Criminal NCIC Reports are Used by Prosecutors to Determine a Defendant's Criminal History.
Prior arrests and convictions for criminal offenses can come into play in a variety of ways from a defense standpoint according to William Moore, a Criminal Attorney in Broward County. Issues such as bond amount, credibility and criminal offense enhancement need to be considered when evaluating arrests and conviction history of a client.
The thing to remember is that arrests and convictions are viewed differently by the Florida court system depending on which aspect of the litigation you are dealing with, just as classification of misdemeanor or felony are.
Effect of Prior Arrests
Prior arrests must be considered by a criminal defense attorney when confronting issues such as bond hearings, where convictions should be evaluated when defending charges that are enhanced by previous criminal adjudication. Additionally, crime classification (i.e. misdemeanor or felony) should be analyzed for purposes of avoiding their introduction at trial should your client testify. Felony convictions can be used by a prosecutor to establish that your client lacks credibility while most misdemeanor convictions may not be (unless they involve crimes of dishonesty).
Prior arrests of a criminal defendant are never viewed favorably by the court presiding over a pending case. For obvious reasons, judges and prosecutors take these prior arrests into account in one way or another throughout a criminal action. This is true regardless of whether or not their was a conviction as a result. Issues such as a defendant’s threat to the public are considered in determining an appropriate bond amount regardless of conviction. Diversion programs designed to give first time offenders an opportunity to avoid conviction are generally not available to defendants with prior arrest records regardless of the outcome of the prior criminal cases.
Prior convictions of a criminal defendant can lead to even bigger problems for an accused in certain cases under Florida law.

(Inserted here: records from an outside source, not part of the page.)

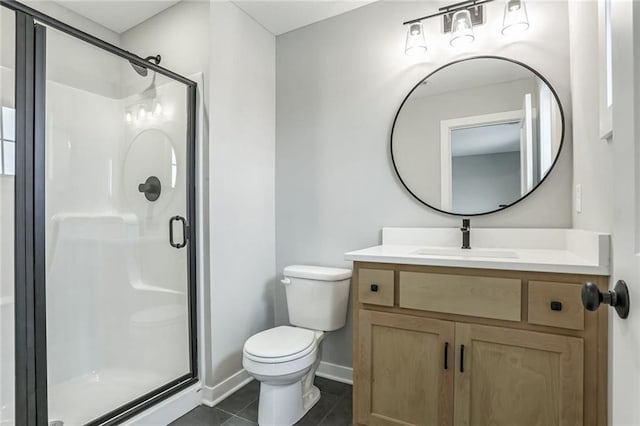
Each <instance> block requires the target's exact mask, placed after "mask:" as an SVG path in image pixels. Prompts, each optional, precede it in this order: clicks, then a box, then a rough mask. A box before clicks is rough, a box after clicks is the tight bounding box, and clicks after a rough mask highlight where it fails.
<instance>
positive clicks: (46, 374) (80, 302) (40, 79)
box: [0, 0, 197, 426]
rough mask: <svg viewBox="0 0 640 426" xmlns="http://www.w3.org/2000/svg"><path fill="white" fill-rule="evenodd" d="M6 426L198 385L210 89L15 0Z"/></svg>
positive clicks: (136, 401) (72, 414)
mask: <svg viewBox="0 0 640 426" xmlns="http://www.w3.org/2000/svg"><path fill="white" fill-rule="evenodd" d="M0 6H1V7H0V20H1V23H0V107H1V109H0V202H1V203H2V204H1V205H0V207H1V208H0V236H1V238H0V280H1V281H0V345H1V346H0V425H1V426H5V425H21V426H22V425H26V426H31V425H34V426H35V425H38V426H40V425H47V424H49V425H84V424H91V425H94V424H95V425H97V424H115V423H118V422H121V421H123V420H124V419H126V418H130V417H132V416H134V415H135V414H137V413H139V412H141V411H142V410H144V409H146V408H148V407H149V406H151V405H153V404H155V403H157V402H158V401H161V400H163V399H165V398H167V397H168V396H171V395H174V394H175V393H177V392H178V391H180V390H182V389H185V388H186V387H188V386H190V385H191V384H193V383H195V382H196V381H197V361H196V360H197V354H196V339H195V336H196V300H195V297H196V291H195V241H194V238H195V237H194V236H195V229H194V225H195V217H194V216H195V183H194V178H195V149H194V145H195V96H196V95H195V93H196V84H195V83H194V82H192V81H191V80H188V79H186V78H184V77H182V76H180V75H177V74H175V73H173V72H171V71H169V70H167V69H164V68H163V67H161V66H159V65H158V62H160V60H161V58H159V57H155V56H154V57H150V58H147V59H143V58H141V57H138V56H136V55H133V54H131V53H129V52H125V51H123V50H121V49H119V48H117V47H115V46H112V45H109V44H107V43H105V42H103V41H101V40H98V39H96V38H94V37H92V36H89V35H87V34H85V33H82V32H80V31H78V30H76V29H74V28H71V27H69V26H67V25H65V24H63V23H61V22H59V21H56V20H55V19H52V18H50V17H47V16H45V15H42V14H40V13H39V12H37V11H35V10H33V9H30V8H28V7H25V6H23V5H21V4H20V3H17V2H15V1H8V0H0Z"/></svg>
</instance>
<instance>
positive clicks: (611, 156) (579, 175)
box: [569, 2, 614, 232]
mask: <svg viewBox="0 0 640 426" xmlns="http://www.w3.org/2000/svg"><path fill="white" fill-rule="evenodd" d="M569 12H570V14H569V16H570V23H571V92H572V98H573V117H574V120H573V134H574V135H575V138H574V139H575V143H574V147H573V164H574V165H573V181H574V184H575V185H577V184H580V185H582V212H581V213H578V212H577V211H576V210H575V208H574V209H573V225H574V227H575V228H578V229H588V230H593V231H600V232H611V231H612V230H613V209H612V208H611V206H613V195H614V191H612V190H611V189H612V185H613V184H612V179H613V175H614V168H613V159H612V156H613V152H612V147H611V143H609V142H605V141H601V140H600V137H599V104H598V99H599V98H598V86H599V83H600V82H599V77H598V75H599V73H598V72H597V70H598V68H599V66H600V64H599V61H598V55H597V50H596V51H594V50H593V48H594V46H598V31H596V30H595V29H596V28H597V26H598V5H597V2H571V3H570V6H569ZM584 70H593V72H584ZM574 188H575V187H574ZM573 199H574V201H575V196H574V197H573Z"/></svg>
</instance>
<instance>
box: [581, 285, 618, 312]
mask: <svg viewBox="0 0 640 426" xmlns="http://www.w3.org/2000/svg"><path fill="white" fill-rule="evenodd" d="M603 303H604V304H606V305H609V306H613V307H614V308H615V310H616V312H617V313H618V316H619V317H620V318H622V319H625V318H627V317H628V316H629V290H628V288H627V284H626V283H625V282H624V281H622V280H619V281H618V282H617V283H616V285H615V287H614V288H613V290H609V291H607V292H604V293H602V292H600V289H599V288H598V286H597V285H596V284H594V283H585V284H584V285H583V286H582V305H583V306H584V307H585V309H587V310H588V311H596V310H598V308H599V307H600V305H601V304H603Z"/></svg>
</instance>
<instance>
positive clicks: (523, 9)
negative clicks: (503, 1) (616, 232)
mask: <svg viewBox="0 0 640 426" xmlns="http://www.w3.org/2000/svg"><path fill="white" fill-rule="evenodd" d="M528 28H529V18H528V17H527V7H526V6H525V4H524V0H507V4H505V6H504V19H503V21H502V34H503V35H506V36H508V35H512V34H516V33H520V32H522V31H525V30H527V29H528Z"/></svg>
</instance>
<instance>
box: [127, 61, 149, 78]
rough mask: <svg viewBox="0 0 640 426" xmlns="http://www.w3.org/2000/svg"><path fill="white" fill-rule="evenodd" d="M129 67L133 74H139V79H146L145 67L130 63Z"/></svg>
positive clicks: (148, 72)
mask: <svg viewBox="0 0 640 426" xmlns="http://www.w3.org/2000/svg"><path fill="white" fill-rule="evenodd" d="M131 66H132V67H133V70H134V71H135V72H137V73H138V74H140V76H141V77H146V76H147V74H148V73H149V70H147V69H146V68H145V67H143V66H140V65H138V64H134V63H133V62H131Z"/></svg>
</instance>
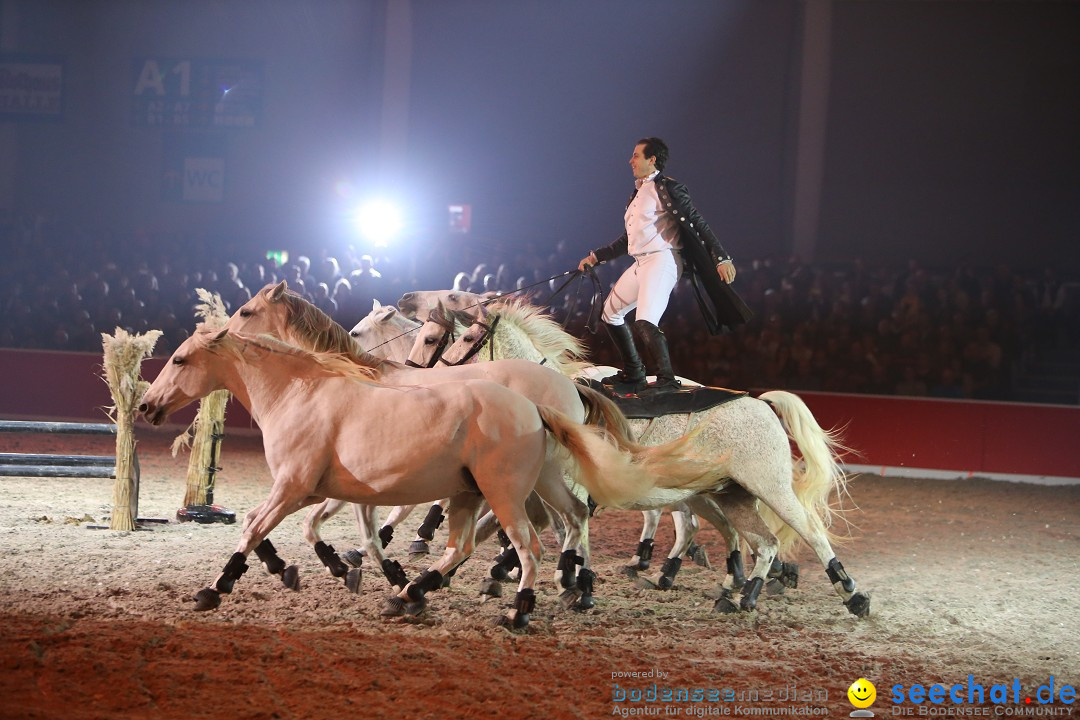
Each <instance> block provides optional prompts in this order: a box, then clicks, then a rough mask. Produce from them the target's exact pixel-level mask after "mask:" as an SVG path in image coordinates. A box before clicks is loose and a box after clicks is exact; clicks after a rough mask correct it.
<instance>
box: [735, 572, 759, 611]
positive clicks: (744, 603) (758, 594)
mask: <svg viewBox="0 0 1080 720" xmlns="http://www.w3.org/2000/svg"><path fill="white" fill-rule="evenodd" d="M764 586H765V581H764V580H761V579H760V578H751V579H750V582H747V583H746V584H745V585H743V597H742V600H741V601H740V602H739V606H740V607H741V608H742V609H743V610H753V609H754V608H756V607H757V596H758V595H760V594H761V588H762V587H764Z"/></svg>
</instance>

This is because some crimes are enhanced based on prior convictions. Enhanced offenses require convictions, meaning that an arrest alone will not suffice. For example, Repeat DUI offenders face criminal charges that advance in severity depending on an accused history specific to DUI convictions. Similarly, some crimes require a prior conviction in order to be brought by the prosecution. Possession of a Firearm by a Convicted Felon requires that the defendant has been convicted of a felony prior to possessing the firearm.
Misdemeanors vs. Felony Convictions for Impeachment of Defendant Credibility
Although all defendants in a criminal action have the right to remain silent, the fact remains that the likelihood of success in defending a client against criminal accusations increases where an accused testifies on their own behalf. This is not the case, however, where a defendant has a criminal history report or NCIC that accurately reflects convictions for felony offenses or even misdemeanor crimes that are labeled as involving dishonesty or deceit. Broward County Criminal Lawyer William Moore states that while the introduction of a defendant’s prior convictions is allowable to impeach their credibility, the ultimate effect is to prejudice a jury against the defendant once they are made aware of his or her status as a convict.
This raises serious concerns from a defense standpoint where it is paramount that a defendant be able to testify on their behalf in order to assert a defense. Often, the only way to establish reasonable doubt is through the words of an accused - William Moore.